Luo Zhiheng se figea, criant instinctivement avec colère : « Tu oses le toucher ! »
«
Tu tiens à lui
?
» Sa taille fine fut soudainement serrée avec une force telle qu’elle aurait pu être écrasée. Le souffle de l’homme, glacial, se posa sur ses lèvres. Malgré la distance, ils étaient si proches. D’une voix séductrice, il dit
: «
Puisque tu tiens tant à lui, je te donne une autre chance. Sois ma femme. Même si Mu Yunhe meurt, je ne te dévorerai pas.
»
Luo Zhiheng savait que s'en prendre à Mu Yunhe à cet instant était une décision extrêmement imprudente. Elle aurait dû d'abord se retirer, puis réfléchir à une manière de s'échapper. Cependant, elle ne supportait pas que quelqu'un ose tenter de tuer Mu Yunhe. Dans sa colère, elle lança avec arrogance : « Même si tu meurs, il ne mourra pas ! »

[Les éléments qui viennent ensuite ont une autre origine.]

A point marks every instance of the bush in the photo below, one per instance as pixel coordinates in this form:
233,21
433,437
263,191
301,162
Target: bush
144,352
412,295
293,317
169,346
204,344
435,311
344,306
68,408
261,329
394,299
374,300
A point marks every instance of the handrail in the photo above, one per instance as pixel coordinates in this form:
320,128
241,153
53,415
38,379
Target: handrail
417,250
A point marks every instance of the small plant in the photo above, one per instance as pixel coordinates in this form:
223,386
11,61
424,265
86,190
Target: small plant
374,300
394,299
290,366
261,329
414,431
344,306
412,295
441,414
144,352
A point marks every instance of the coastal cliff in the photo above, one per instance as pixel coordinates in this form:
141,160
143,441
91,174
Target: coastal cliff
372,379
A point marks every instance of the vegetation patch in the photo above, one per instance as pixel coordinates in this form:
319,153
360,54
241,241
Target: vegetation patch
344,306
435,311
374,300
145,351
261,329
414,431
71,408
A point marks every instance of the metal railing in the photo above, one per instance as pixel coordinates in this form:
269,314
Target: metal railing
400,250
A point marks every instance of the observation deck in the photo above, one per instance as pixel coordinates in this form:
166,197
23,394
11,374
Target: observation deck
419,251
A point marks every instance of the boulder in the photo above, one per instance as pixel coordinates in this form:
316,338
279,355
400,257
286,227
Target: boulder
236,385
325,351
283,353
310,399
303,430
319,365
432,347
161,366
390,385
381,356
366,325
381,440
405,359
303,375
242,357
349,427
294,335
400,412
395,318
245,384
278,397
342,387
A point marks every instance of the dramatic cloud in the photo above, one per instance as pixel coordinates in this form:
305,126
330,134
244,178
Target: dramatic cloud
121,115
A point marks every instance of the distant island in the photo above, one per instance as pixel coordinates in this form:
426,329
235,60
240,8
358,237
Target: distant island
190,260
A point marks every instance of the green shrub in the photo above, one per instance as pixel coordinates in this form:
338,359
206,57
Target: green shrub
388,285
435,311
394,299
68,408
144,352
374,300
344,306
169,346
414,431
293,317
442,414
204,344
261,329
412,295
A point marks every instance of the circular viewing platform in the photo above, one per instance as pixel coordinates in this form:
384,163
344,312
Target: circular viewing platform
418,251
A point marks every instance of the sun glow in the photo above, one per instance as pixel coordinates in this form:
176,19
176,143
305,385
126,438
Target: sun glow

« Alors je vais vous montrer qui mourra en premier. Vous êtes tous les deux aussi détestables l'un que l'autre, à vous mettre en travers du chemin des autres, vous méritez de mourir. » À peine eut-il fini de parler que sa main froide s'abattit sur la nuque de Luo Zhiheng, sans la moindre hésitation.
En un instant, Luo Zhiheng sentit l'étouffement et la mort l'envahir. Ses mains et ses pieds étaient liés, son corps était glacé et elle était impuissante à résister. Elle n'avait jamais imaginé mourir ainsi
; c'était absurde, grotesque. Mais elle n'avait aucun doute
: à cet instant précis, la mort était tout près.
La porte s'ouvrit brusquement, et un éclat de lumière sembla inonder la pièce. Luo Zhiheng sentit la main qui l'enserrait au cou se relâcher un instant, puis une voix sévère retentit : « Lâchez-la ! »
« Occupe-toi de tes affaires, tu l'as bien cherché ! » La personne qui retenait Luo Zhiheng la gifla violemment. Une douleur brûlante la traversa, mais elle fut libérée.
La personne se mit à se battre avec ceux qui avaient fait irruption. Sa vision se brouilla et elle ne put distinguer qui la retenait en otage. Elle aperçut seulement une paire de bottes noires très particulières, une magnifique cape noire et une paire de gants noirs brodés de fils d'or.
La personne qui s'est précipitée à l'intérieur était très forte et a réussi à maîtriser l'intrus. Cependant, ce dernier a soudainement sorti un objet ressemblant à un tube de bambou et le lui a lancé. L'intrus a hurlé et a reculé en titubant. Il l'a ensuite attrapée, l'a soulevée et l'a jetée par la fenêtre.